第5話 円卓の騎士団2
だがここに至り、反対側に座る中性的な長い金髪の騎士は、他と違う意見を述べた。
「ちょっと待て。この二人は、何も好きで騎士の円卓に登った訳ではあるまい。
幻想世界のファンタジックな雰囲気を醸し出す美男子に、思わずカヤタニは頬を赤らめてニッコリ頷いた。ただ、『えらい耳がとんがってる人やなあ』と思ったのは秘密だ。
最後に実力者であろう、男らしく頼もしい体つきの騎士が座ったまま一喝した。
「皆、冷静になって欲しい!
彼は魔法少女の方に向かい、少年のような表情で茶目っ気たっぷりに軽くウインクした。
「何よ、もう! アスカロンったら! 私の魔法が駄目だったって言いたい訳? ちょっと許せないわ! 皆の前で天才魔法美少女に恥をかかせるつもりなの?! だったら、もう知らない!」
アビシャグと呼ばれる魔法使いはプンスカすると、両頬を風船のように膨らませた。彼女がメガネのズレを直すのと同時に、ハゲの偉そうな騎士が、『ああ~』と頭を抱えて卓上に突っ伏した。

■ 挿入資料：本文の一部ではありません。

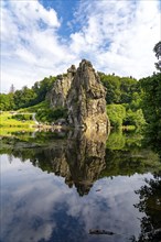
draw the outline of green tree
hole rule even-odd
[[[154,64],[155,68],[161,72],[161,41],[154,45],[153,52],[155,53],[155,57],[159,59],[159,62]]]

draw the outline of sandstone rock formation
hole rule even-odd
[[[75,73],[76,68],[74,65],[72,65],[71,68],[67,69],[67,74],[57,76],[57,80],[54,82],[50,95],[50,102],[53,109],[66,107],[67,94],[71,89]]]
[[[67,109],[69,125],[107,132],[106,91],[90,62],[83,59],[58,76],[50,97],[53,108]]]
[[[68,122],[75,128],[107,130],[106,91],[92,64],[82,61],[67,96]]]

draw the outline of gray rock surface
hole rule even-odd
[[[66,75],[60,75],[50,95],[53,108],[67,108],[68,123],[74,128],[106,131],[106,91],[90,62],[83,59]]]
[[[68,122],[75,128],[106,130],[106,91],[90,62],[82,61],[67,95]]]

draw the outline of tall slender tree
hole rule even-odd
[[[155,68],[161,72],[161,41],[154,45],[153,52],[155,53],[155,57],[158,58],[158,63],[154,64]]]

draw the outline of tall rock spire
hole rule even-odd
[[[90,62],[83,59],[67,95],[68,122],[75,128],[107,130],[106,91]]]

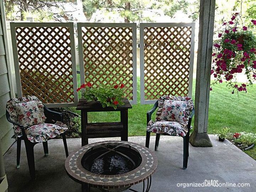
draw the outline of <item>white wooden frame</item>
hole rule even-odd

ついにダケヤマの方が我慢ならなくなって、恐る恐る話が分かりそうな騎士に訊いてみた。
「あのう……、お取り込み中スミマセンが……。俺達はこれからどうしたらいいんでしょうか?」
卓上で膝をガクガクさせるダケヤマに、若い騎士は微笑みながらも、ハッキリとした口調で語りかけるのだ。
「失礼をしたのは、むしろこちらの方だ。許して欲しい、日本からの客人よ。私の名はアスカロン。ここシンニフォン王国において、円卓の七騎士のメンバーに数えられる一人だ」
「はあ、そうですか……。円卓の騎士のアスカロン殿ですか……」
ダケヤマは今だ、劇的な展開に頭がついて行けないのか半信半疑のまま、役者に接するような態度で騎士に相対している。
ロマンチストのダケヤマに対し、背中合わせのカヤタニは究極のリアリスト。だが意外にも状況を急速に理解し、順次適応しながら次々と判断を下してゆくのだ。
「わっ私は、お笑いコンビ『スカンピン』のカヤタニです。こっちは相方のダケヤマです。今日はお呼びいただきまして、どうもありがとうございます……」
カヤタニは、のっぽのダケヤマの頭を掴んで無理矢理に頭を下げさせた。
少しは落ち着いてきたが、卓上でお辞儀する二人に対して、周囲から冷酷な視線を浴びせられる状況に大きく変わりはない。
さて、これからどうなるのやら。